In light of health sector experts and experiences of other countries, the nation is taking a very important decision today,” Prime Minister Narendra Modi announced in a televised address to the Indian nation on March 24. “From midnight tonight onwards, the entire country, please listen carefully, the entire country shall go under complete lockdown.” For a full three weeks, no one would be permitted to step outside his or her home—a drastic and unprecedented imposition of isolation and quarantine on 1.3 billion people in a bid to contain the spread of COVID-19.
The authorities have since eased the curfew somewhat to permit people to buy food and other necessities. But can such draconian measures, copied in part from China, contain the pandemic in such a densely populated developing country as India? My decades of experience as a public health scientist living and working in Kolkata, a city with a population density of 63,000 per square mile, indicate that such a one-size-fits-all strategy, which lumps together communities with diverse occupations and living conditions, is likely to fail.
Yesterday, I walked past a bazaar frequented by slum residents, where perhaps a thousand people were buying and selling vegetables in an area of less than 600 square feet. More than 40 percent of the city’s population lives in slums, where three or four individuals share a single room with an average floor space of seven square feet. To them, social distancing or home quarantine can only feel like a cruel joke. In recent days, individuals in three slums in Mumbai, where living conditions are just as cramped, have tested positive for COVID-19. The virus could spread uncontrollably in these slums during the lockdown—inevitably escaping into the general population.
Many Indian cities also have extensive red-light districts. For example, more than 5,000 sex workers, whose profession heightens their risk of contracting and transmitting COVID-19, live in the Sonagachi area of north Kolkata.
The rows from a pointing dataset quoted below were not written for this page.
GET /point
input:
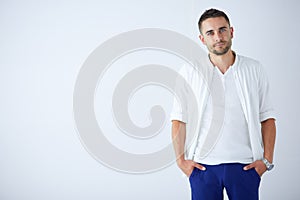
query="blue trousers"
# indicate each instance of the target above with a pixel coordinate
(239, 184)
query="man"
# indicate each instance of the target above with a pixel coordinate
(243, 147)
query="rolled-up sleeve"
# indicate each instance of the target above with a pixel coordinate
(266, 109)
(179, 109)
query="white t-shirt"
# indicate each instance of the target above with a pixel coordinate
(233, 144)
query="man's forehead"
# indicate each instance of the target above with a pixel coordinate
(214, 23)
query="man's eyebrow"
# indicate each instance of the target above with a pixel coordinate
(209, 31)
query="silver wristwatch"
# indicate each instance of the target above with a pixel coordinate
(269, 165)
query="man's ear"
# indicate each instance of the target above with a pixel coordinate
(202, 38)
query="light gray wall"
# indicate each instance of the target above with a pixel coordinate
(43, 45)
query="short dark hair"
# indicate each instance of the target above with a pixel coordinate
(212, 13)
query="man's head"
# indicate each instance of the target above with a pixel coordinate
(215, 31)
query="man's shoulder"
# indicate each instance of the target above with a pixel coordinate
(248, 64)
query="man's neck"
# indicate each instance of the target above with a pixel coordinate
(223, 62)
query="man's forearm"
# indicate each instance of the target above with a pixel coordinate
(178, 138)
(268, 129)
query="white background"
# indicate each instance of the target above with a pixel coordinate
(42, 47)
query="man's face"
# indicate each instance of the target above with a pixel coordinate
(216, 35)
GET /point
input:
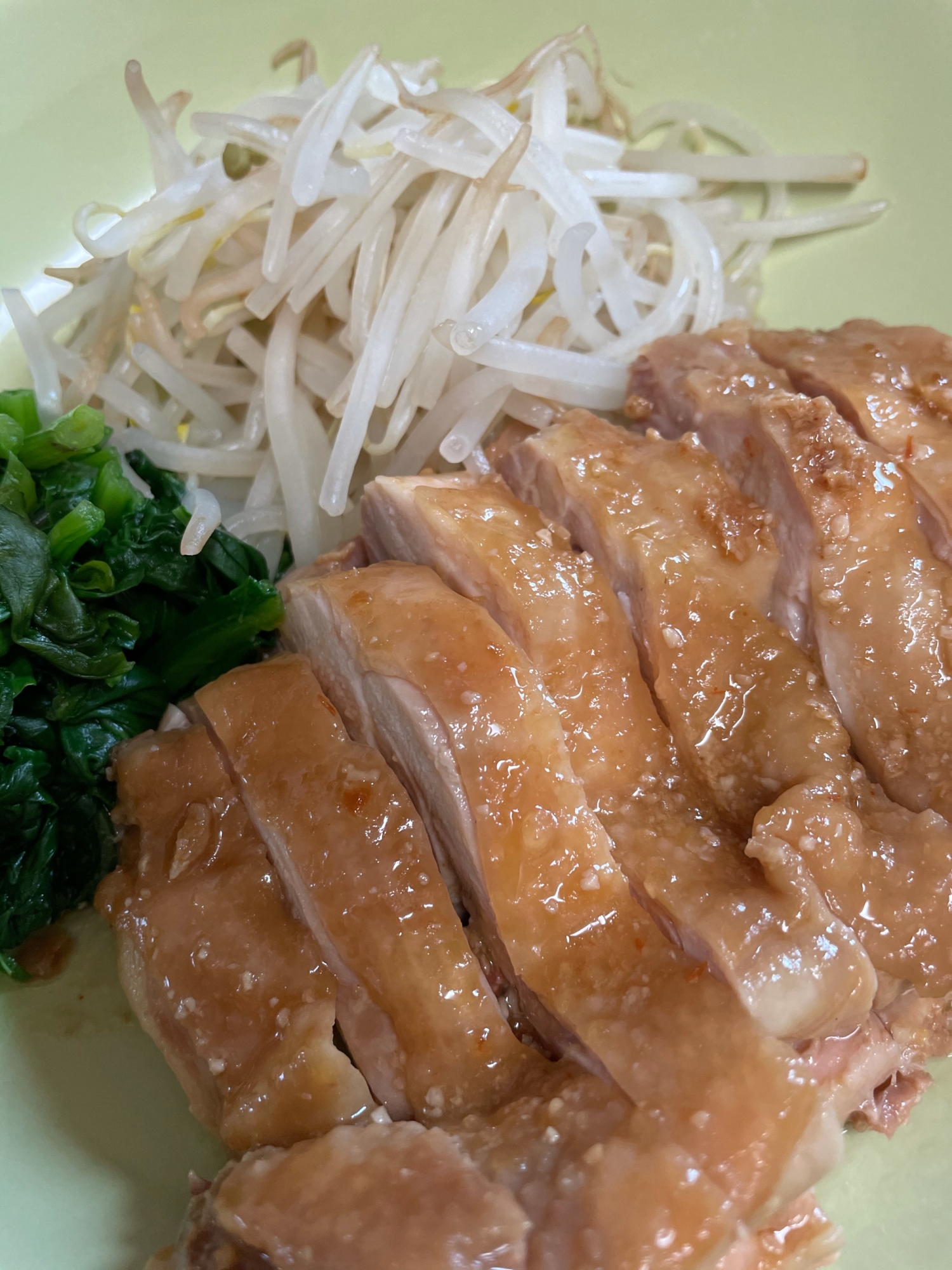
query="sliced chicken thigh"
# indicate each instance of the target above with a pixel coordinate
(898, 901)
(795, 967)
(894, 384)
(394, 1197)
(354, 854)
(458, 711)
(228, 984)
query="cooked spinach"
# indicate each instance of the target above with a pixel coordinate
(103, 622)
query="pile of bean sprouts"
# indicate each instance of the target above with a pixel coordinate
(341, 281)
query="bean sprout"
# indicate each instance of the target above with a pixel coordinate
(390, 265)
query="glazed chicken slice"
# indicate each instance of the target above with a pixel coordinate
(798, 970)
(357, 862)
(352, 853)
(884, 873)
(894, 384)
(228, 984)
(456, 709)
(394, 1197)
(692, 563)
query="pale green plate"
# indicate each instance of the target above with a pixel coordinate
(96, 1140)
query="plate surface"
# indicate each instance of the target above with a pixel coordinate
(97, 1139)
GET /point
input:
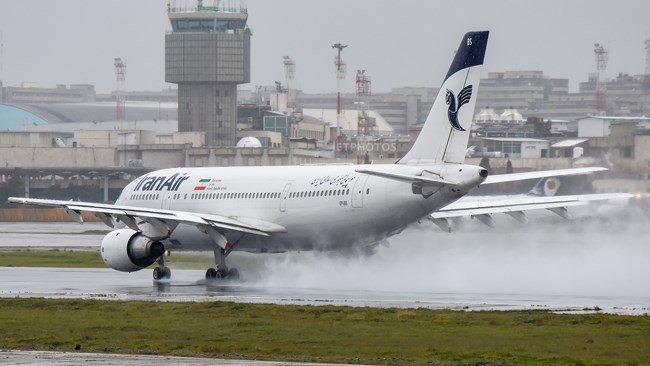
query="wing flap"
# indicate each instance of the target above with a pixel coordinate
(247, 225)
Curtains divide the single room that they and their families occupy into several sections, used for work, sleep, cooking and other activities. (At present, most sex workers in Sonagachi are not entertaining clients for fear of contracting the disease, but when they do, their children either play on the street or are cared for by retired sex workers.) If any of them becomes infected, how can they isolate themselves to protect family members and others? In addition, between 15 and 20 percent of the populations of Mumbai and Kolkata, including children, live on the streets and use public toilets with limited access to soap and water. How can they wash their hands repeatedly to avoid infection?
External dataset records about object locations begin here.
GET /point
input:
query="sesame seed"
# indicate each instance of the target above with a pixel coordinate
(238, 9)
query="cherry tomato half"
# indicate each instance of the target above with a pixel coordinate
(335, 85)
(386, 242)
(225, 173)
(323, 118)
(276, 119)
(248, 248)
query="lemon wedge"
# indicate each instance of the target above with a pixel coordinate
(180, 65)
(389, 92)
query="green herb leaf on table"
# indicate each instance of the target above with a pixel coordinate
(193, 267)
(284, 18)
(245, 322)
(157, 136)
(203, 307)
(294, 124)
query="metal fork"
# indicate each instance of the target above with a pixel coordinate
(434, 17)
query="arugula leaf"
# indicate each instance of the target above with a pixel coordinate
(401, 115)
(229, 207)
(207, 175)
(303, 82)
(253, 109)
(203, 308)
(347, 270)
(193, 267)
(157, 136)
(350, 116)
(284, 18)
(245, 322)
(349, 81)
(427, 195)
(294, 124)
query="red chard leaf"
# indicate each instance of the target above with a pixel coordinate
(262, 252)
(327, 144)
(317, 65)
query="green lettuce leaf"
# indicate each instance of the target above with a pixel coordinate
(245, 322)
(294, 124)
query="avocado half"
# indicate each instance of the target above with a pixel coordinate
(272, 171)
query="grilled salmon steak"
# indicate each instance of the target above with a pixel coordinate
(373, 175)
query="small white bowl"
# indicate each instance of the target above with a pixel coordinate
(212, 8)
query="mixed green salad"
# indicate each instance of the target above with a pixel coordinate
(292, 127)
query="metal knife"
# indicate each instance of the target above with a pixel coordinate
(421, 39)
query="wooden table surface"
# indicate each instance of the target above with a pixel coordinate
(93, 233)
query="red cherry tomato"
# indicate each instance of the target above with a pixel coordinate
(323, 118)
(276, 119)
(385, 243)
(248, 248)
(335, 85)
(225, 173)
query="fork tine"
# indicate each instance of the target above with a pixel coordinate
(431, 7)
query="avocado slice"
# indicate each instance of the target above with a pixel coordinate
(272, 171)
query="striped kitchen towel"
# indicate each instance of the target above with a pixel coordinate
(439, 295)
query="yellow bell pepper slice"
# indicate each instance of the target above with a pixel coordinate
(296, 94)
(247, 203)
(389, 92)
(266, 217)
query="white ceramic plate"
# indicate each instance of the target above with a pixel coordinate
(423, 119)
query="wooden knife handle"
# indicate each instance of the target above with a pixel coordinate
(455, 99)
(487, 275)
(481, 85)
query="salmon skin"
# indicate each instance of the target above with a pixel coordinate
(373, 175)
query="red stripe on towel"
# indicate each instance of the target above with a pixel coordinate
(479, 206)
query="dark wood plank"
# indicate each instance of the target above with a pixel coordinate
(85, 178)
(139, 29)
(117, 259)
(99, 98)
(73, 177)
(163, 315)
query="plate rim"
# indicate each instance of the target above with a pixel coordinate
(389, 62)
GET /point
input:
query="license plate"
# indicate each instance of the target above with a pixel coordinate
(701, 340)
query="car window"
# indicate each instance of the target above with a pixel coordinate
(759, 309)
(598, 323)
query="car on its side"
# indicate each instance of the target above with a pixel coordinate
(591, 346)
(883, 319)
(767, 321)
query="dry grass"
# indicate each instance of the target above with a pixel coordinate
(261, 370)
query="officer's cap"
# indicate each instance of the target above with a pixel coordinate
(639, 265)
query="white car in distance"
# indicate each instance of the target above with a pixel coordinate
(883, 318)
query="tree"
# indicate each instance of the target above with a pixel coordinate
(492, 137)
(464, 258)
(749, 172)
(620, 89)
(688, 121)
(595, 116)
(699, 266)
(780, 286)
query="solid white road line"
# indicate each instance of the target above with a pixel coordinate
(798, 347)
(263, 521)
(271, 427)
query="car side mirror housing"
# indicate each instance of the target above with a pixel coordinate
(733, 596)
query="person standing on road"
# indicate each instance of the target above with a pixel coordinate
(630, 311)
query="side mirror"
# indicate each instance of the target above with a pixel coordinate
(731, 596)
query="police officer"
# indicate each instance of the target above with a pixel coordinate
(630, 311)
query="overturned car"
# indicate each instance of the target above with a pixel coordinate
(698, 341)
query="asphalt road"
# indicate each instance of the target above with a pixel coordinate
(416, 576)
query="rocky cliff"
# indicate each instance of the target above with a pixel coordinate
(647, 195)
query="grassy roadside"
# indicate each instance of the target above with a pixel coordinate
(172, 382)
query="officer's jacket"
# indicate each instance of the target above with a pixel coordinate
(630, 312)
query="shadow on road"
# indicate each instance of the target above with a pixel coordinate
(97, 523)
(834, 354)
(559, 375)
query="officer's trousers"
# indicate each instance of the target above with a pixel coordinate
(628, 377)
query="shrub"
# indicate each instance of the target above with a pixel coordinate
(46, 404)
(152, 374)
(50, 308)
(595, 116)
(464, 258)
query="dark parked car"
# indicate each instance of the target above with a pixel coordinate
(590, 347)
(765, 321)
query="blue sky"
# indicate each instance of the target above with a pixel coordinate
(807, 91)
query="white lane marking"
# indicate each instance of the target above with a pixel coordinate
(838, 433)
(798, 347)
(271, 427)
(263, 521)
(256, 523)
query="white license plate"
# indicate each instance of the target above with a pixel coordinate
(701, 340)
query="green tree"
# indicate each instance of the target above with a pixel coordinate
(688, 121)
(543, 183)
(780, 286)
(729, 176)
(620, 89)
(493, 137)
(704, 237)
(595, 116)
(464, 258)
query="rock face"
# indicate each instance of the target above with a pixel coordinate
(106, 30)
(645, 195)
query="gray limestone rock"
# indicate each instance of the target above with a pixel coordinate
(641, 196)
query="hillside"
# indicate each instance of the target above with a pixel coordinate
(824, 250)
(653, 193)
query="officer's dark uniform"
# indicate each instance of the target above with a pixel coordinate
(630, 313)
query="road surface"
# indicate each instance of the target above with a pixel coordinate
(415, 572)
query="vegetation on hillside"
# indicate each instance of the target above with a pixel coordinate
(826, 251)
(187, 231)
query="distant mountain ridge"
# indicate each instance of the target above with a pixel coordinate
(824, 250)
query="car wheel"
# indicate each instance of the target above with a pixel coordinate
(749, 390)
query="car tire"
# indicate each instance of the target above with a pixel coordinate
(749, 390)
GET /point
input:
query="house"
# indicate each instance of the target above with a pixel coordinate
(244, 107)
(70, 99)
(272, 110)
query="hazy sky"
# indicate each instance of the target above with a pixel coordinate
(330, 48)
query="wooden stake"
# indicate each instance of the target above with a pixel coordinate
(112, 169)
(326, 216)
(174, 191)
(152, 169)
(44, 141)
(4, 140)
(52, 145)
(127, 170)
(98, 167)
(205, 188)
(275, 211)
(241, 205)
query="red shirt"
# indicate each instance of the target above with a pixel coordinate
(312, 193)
Just as worrisome is the plight of India’s migrant workers, who number around 50 million. The drastic lockdown brought the nation’s economy to a standstill and left millions of workers in the informal sector, who live hand-to-mouth in the best of times, without jobs or food. With virtually all transport halted, many began to return to their homes, often hundreds of miles away, in any way they could—even walking for days. Press reports indicate that hunger, thirst and exhaustion during this reverse migration have already killed at least 25. Eventually some state governments provided buses, into which the men and women crammed for journeys that would take hours. Some of them could well be infected with COVID-19, which they will likely transmit to other passengers—seeding the pandemic in pockets across rural India. Belatedly becoming aware of this possibility, diverse authorities have resorted to incarcerating returnees or even, on one occasion, spraying them with a disinfectant.
A frequent problem with public health interventions, including this one, is the real and enormous social distance between those who develop them and those they impact. Strategists often fail to consider the living conditions, occupations and other characteristics of the communities and individuals they are seeking to help. Such top-down, authoritarian measures cannot contain the spread of any infections in a nation with such high levels of poverty. Instead, public health authorities and civil society need to mobilize each community and enable it to work out its own strategy for self-protection.
Vulnerable groups such as slum dwellers, sex workers and migrant workers are fully capable of changing their behavior to fend off a novel threat to their health, as evinced by the success of HIV intervention programs in India. These are based on the so-called Sonagachi model, developed by sex workers and myself in the 1990s, in which those who are at greatest risk of infection participate in designing and implementing strategies to protect themselves. When last measured in 2017, the HIV transmission rates in Sonagachi, where a sex-workers’ collective called Durbar (meaning “unstoppable”) runs the ongoing effort to contain AIDS, were as low as 1.4 percent.
Durbar currently has more than 50,000 members in 48 branches across the state of West Bengal. In early March, I worked with Durbar’s health outreach personnel, many of whom are retired or part-time sex workers trained for the purpose, to raise awareness of the new danger. We advised sex workers to reject clients who had fever, cough or other symptoms of COVID-19; to bathe or at least wash up after each session; and to inform us if they developed any symptoms so that we could arrange for tests. Now that they can no longer earn, Durbar is crowdfunding to buy and distribute food grains so that the community does not starve, as well as soap, sanitizers and masks to fend off the coronavirus to the extent possible. Across India, ordinary citizens and non-governmental organizations are organizing similar relief and protection efforts for migrants and the urban poor.
We may have to live with COVID-19 and many more such viral illnesses for years to come. To survive them, Indians need to find the political will to redesign our public health system to serve the public—not to punish it.